I think 2-3 years is what it requires to recover. Sprott is going to deploy capital in the uranium business aggressively in the middle of next year. We tentatively have scheduled a uranium investment conference. We think by focusing on uranium next summer that we will have about a year to deploy before we come into a bull market in uranium.
So for people that have the patience and fiscal ability to wait a year and a half to be really right, uranium is a good place to be. Most people don’t have that much patience. My suspicion is that by beginning to focus on uranium now and focusing on uranium aggressively next summer that we as a firm at Sprott will be able to use up the float in the few remaining successful uranium juniors. Exactly the same way we did in 2000 to 2002. The rewards in the period in 2002 to 2005 were legend. It took us 24 months of patient dull slugging between 2000 and 2002, but by the end of 2002 our clients owned the float in the 5 viable uranium juniors and the outcome was breathtaking.
Andrew Nelson: What Sprott investment products are currently available on the market and how can retail investors benefit from owning them?

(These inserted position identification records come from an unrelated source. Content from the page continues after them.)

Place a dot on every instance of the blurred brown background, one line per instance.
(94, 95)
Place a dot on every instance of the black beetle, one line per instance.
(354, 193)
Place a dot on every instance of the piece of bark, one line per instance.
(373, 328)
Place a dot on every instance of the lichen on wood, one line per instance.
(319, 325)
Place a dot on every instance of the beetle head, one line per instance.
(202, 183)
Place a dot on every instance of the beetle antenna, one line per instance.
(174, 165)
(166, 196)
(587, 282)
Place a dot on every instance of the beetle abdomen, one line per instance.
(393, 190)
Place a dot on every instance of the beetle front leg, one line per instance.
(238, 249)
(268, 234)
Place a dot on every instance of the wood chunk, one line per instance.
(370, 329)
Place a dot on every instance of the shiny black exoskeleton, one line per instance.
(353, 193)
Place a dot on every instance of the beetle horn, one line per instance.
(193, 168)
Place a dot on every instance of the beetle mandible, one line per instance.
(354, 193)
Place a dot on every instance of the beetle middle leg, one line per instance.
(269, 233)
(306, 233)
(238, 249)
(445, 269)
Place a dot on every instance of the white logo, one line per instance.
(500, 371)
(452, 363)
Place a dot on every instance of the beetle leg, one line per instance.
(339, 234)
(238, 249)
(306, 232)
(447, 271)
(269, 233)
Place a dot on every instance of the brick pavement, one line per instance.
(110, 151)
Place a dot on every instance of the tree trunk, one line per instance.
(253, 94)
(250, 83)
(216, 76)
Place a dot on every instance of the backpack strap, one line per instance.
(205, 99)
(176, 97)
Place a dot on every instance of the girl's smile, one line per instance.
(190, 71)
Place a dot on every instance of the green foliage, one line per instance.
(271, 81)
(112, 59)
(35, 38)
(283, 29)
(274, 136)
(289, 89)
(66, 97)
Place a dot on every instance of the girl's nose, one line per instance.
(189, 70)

Rick Rule: The simplest way to benefit from all of the investment products Sprott offers are to buy shares in the parent company, Sprott Inc. (TSE: SII). Every investment product that Sprott offers whether it is available on public markets or available privately pays a management fee and often a performance fee to Sprott Inc. The consequence of that is that Sprott Inc. has no debt and approximately $300M in working capital and is able to pay a 5% dividend.
I believe that we are in the early stages of a broadly based “bull market” in precious metals and natural resources. If this is correct, Sprott Inc. (SII), because of our reputation in natural resource investing, will enjoy dramatic growth in assets under management, which will translate into higher management and performance fees, which will cause higher earnings. This earnings growth may also cause Sprott to enjoy a higher earnings multiple.